What Is SQL Injection (SQLi)?
A SQL injection is a common hacking technique which can compromise a database. By "injecting" an SQL command or code fragment into a legitimate data entry field (like a password field), attackers can use SQL to communicate directly with a database. This works because SQL does not differentiate between the control and data planes.
A successful exploit can trick the database into sharing restricted data, modify data, execute administration operations on the database (like shutting down a DBMS such as Db2), recover the content of a given file present on the DBMS file system, and even issue commands to the operating system.
SQLi is a type of code injection attack.
Protection Against SQLi Attacks
Here are some ways to protect against SQL injection attacks:
- Use parameterized queries, validate user-submitted input, and use stored procedures
- Avoid dynamic SQL
- Block known malicious input
- Sanitize inputs
Limiting the ways that queries are made to the database can close loopholes that attackers use. Stored procedures combat SQL injection attacks by limiting the types of statements that can affect the database.
One approach is to enforce strict input validation by only accepting characters from a list of safe values (also known as whitelisting). Another approach rejects any input that matches a list of potentially malicious values (also called blacklisting).
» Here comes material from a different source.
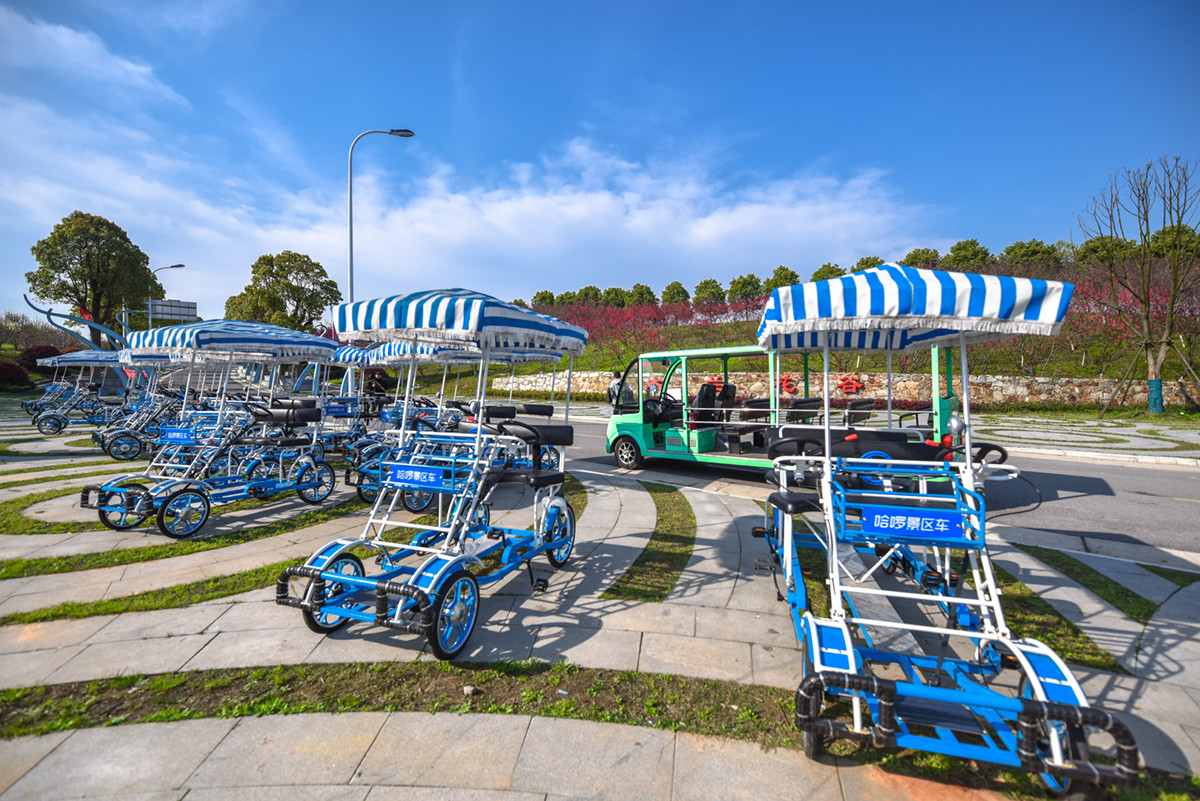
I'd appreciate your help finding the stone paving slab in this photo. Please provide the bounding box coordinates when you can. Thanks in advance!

Blocking everything except approved entries can be very effective, but is difficult to implement and requires continual maintenance. Attempting to block malicious inputs is generally seen as an ineffective technique because there are many ways to fool the filters looking for malicious code. For example, attackers can:
- Use upper and lowercase letters to bypass case-sensitive filters
- Use the escape character to bypass filters
- Use different types of encoding to avoid detection
These are just a few examples of the many methods used to try and bypass these types of defenses.